Thanks to digging by ProPublica, we know that the state sent GM a letter in March demanding repayment of more than $60 million in subsidies. The agreement reached between the automaker and state contained sizable tax breaks in exchange for GM operating the Lordstown plant until at least 2027.

Amid a company-wide streamlining effort, GM sold the plant to the fledgling Lordstown Motors last year for a rock-bottom price. The automaker had ceased production of the Cruze earlier in 2019 after it was deemed unsustainable to continue operating the plant on a single shift. The car ended production last March, joining a crop of discontinued Chevrolet, Buick, and Cadillac nameplates.

Greg LeRoy, executive director of Good Jobs First, a nonprofit that seeks accountability in economic development matters, told ProPublica, “If the state were to claw back $60 million, that would be one of the biggest clawback events in U.S. history.”

He added, “This is very significant, very interesting that it would come from a Rust Belt state from a very pro-business administration.”

This is different than past public loans that, in many cases, were never paid back, with the jurisdiction forgetting that money ever changed hands.

From ProPublica:

The state Development Services Agency, which oversees economic incentive programs, notified GM in March that it would recommend that the state’s tax authority terminate the company’s tax agreements and collect a full refund. Spokesman Todd Walker said the authority would consider the matter at an upcoming meeting, though he declined to specify a date. The authority’s next session is July 27, according to its website. Provisions in GM’s tax agreements allow for state regulators to consider market conditions and whether the company continues to maintain “other operations in the state” before issuing a final determination.

Documents show GM pushed back in April, explaining that the bottom fell out of the compact car market during the time frame outlined in the agreement, and appealing for leniency during the ongoing coronavirus pandemic. This could come across as a bit rich to many, given GM’s stable financial footing. New lines of credit padded the automaker during the recent shutdown, and production is again underway at the automaker’s North American factories.

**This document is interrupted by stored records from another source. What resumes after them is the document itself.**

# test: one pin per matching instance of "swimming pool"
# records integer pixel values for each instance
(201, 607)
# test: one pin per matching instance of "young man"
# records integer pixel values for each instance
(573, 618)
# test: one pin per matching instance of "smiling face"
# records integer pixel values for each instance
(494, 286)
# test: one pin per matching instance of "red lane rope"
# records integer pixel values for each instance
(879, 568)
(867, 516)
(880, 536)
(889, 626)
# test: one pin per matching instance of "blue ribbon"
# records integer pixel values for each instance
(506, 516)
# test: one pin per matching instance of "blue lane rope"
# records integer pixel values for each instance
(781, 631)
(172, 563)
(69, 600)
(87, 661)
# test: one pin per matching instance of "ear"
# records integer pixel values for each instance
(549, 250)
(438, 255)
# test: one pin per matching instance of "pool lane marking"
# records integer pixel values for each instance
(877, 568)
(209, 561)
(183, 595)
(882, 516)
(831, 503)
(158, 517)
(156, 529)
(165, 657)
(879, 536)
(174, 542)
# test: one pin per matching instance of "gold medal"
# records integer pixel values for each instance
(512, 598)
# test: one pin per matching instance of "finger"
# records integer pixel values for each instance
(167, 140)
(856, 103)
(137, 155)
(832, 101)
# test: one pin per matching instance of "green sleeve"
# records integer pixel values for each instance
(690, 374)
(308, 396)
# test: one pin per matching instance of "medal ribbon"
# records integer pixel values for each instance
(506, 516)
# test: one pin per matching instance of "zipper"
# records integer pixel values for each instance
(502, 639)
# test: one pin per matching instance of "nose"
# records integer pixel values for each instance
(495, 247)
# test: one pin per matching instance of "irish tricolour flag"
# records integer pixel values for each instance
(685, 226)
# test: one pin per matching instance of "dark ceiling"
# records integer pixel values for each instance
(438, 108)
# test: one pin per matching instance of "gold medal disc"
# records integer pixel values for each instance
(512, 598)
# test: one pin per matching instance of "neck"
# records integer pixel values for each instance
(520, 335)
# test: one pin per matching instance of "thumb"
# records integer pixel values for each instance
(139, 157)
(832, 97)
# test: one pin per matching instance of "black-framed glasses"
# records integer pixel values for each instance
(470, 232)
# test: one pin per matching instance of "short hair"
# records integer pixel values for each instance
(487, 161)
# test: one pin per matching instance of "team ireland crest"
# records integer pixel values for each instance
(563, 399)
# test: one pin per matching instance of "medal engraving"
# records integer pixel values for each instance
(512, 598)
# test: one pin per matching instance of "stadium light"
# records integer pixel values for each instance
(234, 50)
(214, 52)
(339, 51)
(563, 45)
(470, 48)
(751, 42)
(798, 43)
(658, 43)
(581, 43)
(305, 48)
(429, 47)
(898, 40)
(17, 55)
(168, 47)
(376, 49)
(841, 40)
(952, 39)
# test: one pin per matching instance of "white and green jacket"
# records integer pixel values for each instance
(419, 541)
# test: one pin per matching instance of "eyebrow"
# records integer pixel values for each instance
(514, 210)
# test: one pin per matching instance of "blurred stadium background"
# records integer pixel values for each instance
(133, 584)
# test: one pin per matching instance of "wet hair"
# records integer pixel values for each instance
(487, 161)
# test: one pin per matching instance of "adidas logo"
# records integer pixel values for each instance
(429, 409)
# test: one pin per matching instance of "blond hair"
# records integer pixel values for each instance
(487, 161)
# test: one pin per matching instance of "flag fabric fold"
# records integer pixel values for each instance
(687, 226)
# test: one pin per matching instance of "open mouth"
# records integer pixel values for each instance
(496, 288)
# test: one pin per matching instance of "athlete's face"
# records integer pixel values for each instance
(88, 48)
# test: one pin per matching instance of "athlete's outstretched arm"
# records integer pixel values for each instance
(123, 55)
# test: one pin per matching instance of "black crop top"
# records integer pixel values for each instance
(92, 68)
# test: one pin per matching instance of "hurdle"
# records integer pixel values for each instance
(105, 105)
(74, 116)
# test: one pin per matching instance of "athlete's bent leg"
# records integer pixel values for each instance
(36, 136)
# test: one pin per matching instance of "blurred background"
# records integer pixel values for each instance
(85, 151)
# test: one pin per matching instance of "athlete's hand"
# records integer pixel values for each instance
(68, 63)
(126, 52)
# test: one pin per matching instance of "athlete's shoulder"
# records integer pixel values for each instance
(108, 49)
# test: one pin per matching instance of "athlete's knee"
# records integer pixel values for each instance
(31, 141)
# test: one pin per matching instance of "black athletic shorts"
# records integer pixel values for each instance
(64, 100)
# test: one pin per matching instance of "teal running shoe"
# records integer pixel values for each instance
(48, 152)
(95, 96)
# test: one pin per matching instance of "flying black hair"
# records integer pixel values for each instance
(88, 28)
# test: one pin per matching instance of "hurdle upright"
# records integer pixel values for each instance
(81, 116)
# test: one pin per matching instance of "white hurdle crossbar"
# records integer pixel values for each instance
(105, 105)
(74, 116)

If GM does sink into the red in the second quarter of 2020, few expect it to be a long-term phenomenon. And Ohio, like most other states, could use the $60 million. Especially now.

“Cash preservation is critically important to General Motors to support a vigorous emergence from the economic and global health crisis,” Troy D. Kennedy, the company’s U.S. property tax manager, wrote in response to Ohio’s letter. “We respectfully request your assistance to help us drive towards a full recovery by choosing not to require repayment of all, or a significant portion of, the tax credits.”

In a statement sent to ProPublica, GM spokesman Dan Flores said, “We are respectfully asking the state to consider our belief that a repayment of the tax credits would be inconsistent with our significant manufacturing presence in Ohio and the Mahoning Valley.”

By that, Flores means the joint battery plant that, once operational, will fuel the automaker’s electric vehicle push. The $2.3 billion venture with LG Chem would see the creation of 1,100  jobs.